Pakistan-backed Islamist terror strikes again
On 22 April 2025, terror struck the serene Baisaran meadow near Pahalgam in Jammu and Kashmir, when four Islamist terrorists – posing as policemen – emerged from the forest and opened fire on innocent tourists. The attack, later claimed by The Resistance Front (TRF), an offshoot of the Pakistan-based Lashkar-e-Taiba terror group, left 28 people dead, including 24 Indian tourists, two local Kashmiris, and two foreign nationals from the UAE and Nepal. Pahalgam is the starting point of the Amarnath Pilgrimage, which is of great importance to Hindus.
Hindus singled out
Witnesses state that the terrorists singled out non-Muslims. The terrorists then forced the victims to recite the kalma (Islamic prayer). Then the terrorists forced the male victims to strip and checked if they were circumcised. Those who weren’t were killed in cold blood.
Genocide is intergenerational. Let’s roll back and recall another recent episode, not so far from Pahalgam. The protagonist? The same, supported by Pakistan, Al-Qaeda, Islamic State – it doesn’t matter what they call themselves, they are bound by the same ideology. The Islamist terrorist group in this instance was this time called Hizb-ul-Mujahideen. For the Hizb-ul-Mujahideen, jihad is not mere duty but divine decree—waged until the world bows to Islam, the unbelievers pay tribute, the blood of martyrs is avenged, oaths broken are punished, “Muslim lands” reclaimed, and the caliphate resurrected from memory and fire. On 4 January 1990, their chilling message was published in the Aftab newspaper: all Hindus must leave Kashmir immediately.
The same threat was republished weeks later in Al-Safa. Soon, the loudspeakers from mosques echoed the chants of Raliv, Tsaliv, Galiv – Convert (to Islam), Leave or Perish, in essence calling for a purge of the non-believers. Hindu Pandit homes were marked with red crosses, threatening posters appeared on doors, and armed men roamed the streets enforcing Sharia.

Green flags replaced the Tricolour. Shops and Hindu temples were torched. Fear wasn’t lurking—it had taken over the atmosphere. By March, nearly 100,000 Kashmiri Hindu Pandits had fled. This wasn’t a migration. It was ethnic cleansing dressed in the robes of jihad.
Carol Christine Fair, who has analysed Lashkar-e-Taiba and other Islamist terrorist propaganda since 1995, states that Islamist terrorist organisations have consistently condemned what she describes as a “Brahmanic-Talmudic-Crusader” alliance of Hindus, Jews, and Christians. Of course, it is not a sin to be part of the Ummah (an Arabic word meaning Muslim identity/ Muslim nation), but apparently the Lashkar-e-Taiba says that a supposed alliance of Hindus, Jews and Christians are supposedly undermining the supposed Ummah.

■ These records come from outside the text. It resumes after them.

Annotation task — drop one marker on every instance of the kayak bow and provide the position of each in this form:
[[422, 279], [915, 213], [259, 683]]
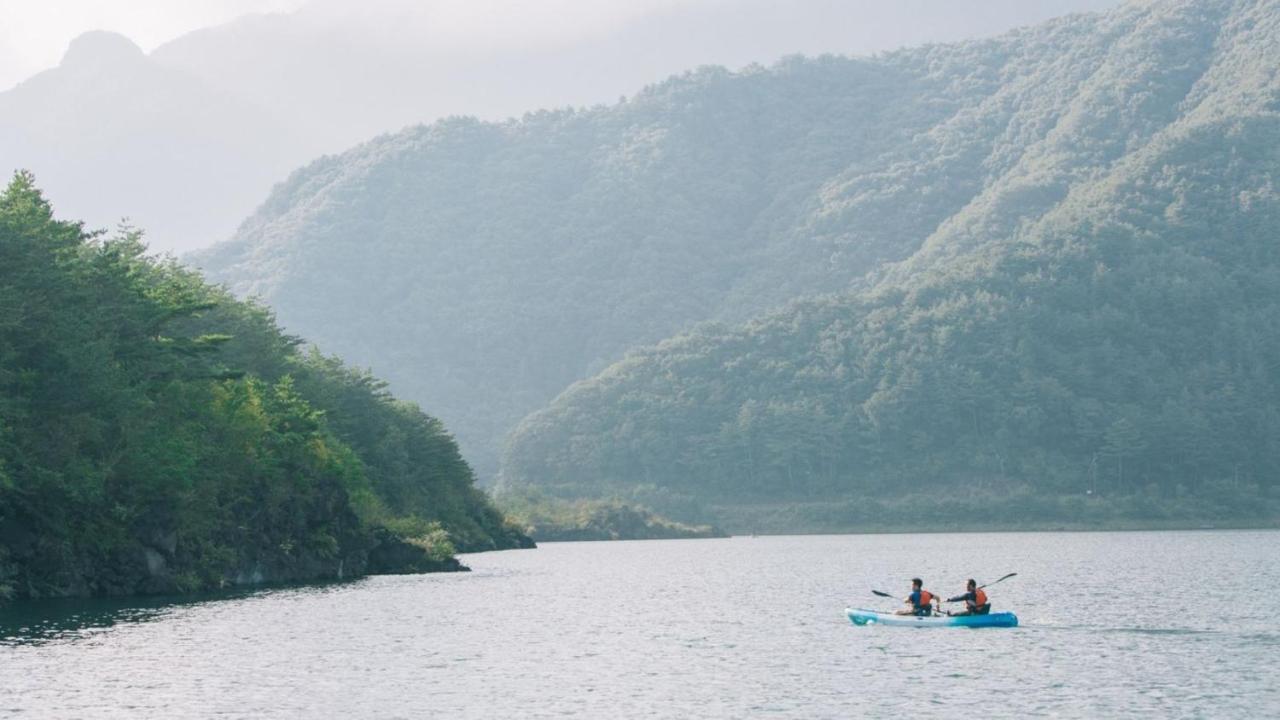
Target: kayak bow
[[872, 618]]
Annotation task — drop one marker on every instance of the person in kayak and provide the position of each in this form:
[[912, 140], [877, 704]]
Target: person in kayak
[[974, 600], [920, 600]]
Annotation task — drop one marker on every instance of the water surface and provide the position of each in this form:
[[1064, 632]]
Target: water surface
[[1114, 624]]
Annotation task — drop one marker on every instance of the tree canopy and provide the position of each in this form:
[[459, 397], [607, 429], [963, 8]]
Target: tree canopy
[[158, 436]]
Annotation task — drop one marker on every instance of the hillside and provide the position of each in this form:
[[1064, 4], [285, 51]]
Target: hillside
[[481, 268], [114, 135], [1092, 337], [188, 139], [158, 436]]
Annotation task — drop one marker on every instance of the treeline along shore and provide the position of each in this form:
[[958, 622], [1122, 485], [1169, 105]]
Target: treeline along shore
[[158, 436]]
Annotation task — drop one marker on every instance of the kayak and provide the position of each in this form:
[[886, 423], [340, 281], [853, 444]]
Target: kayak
[[873, 618]]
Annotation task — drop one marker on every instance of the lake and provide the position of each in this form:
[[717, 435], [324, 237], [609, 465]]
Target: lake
[[1166, 624]]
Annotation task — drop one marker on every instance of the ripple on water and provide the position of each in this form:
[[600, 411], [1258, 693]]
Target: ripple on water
[[684, 628]]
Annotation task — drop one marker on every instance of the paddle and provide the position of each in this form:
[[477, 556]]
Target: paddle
[[991, 583], [979, 587]]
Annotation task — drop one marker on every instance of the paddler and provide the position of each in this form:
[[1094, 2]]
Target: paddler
[[974, 600], [920, 600]]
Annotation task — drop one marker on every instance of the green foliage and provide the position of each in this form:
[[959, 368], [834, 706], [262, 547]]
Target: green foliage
[[158, 436], [1100, 324], [545, 518]]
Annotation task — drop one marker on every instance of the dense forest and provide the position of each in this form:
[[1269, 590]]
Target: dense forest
[[159, 436], [1095, 338], [1038, 268], [481, 268]]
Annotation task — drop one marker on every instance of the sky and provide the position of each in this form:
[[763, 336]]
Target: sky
[[35, 33]]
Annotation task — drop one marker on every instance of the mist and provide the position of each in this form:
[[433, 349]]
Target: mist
[[225, 112]]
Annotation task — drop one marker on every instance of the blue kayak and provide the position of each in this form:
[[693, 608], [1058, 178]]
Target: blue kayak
[[873, 618]]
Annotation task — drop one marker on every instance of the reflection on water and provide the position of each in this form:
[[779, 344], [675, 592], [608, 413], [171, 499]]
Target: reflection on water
[[35, 623], [32, 623], [718, 628]]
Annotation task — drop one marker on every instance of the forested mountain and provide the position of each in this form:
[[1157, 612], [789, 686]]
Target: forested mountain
[[159, 436], [1091, 332], [481, 268], [190, 137], [114, 133]]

The recent Islamist terrorist attack will be felt viscerally by all Hindus across the globe. Hindu genocide is intergenerational, each generation has a story of where Hindus were killed, how they were killed, and when they were killed. The wheres, hows and whens differ slightly, but when asked why? The answer is always the same. Because they were Hindus.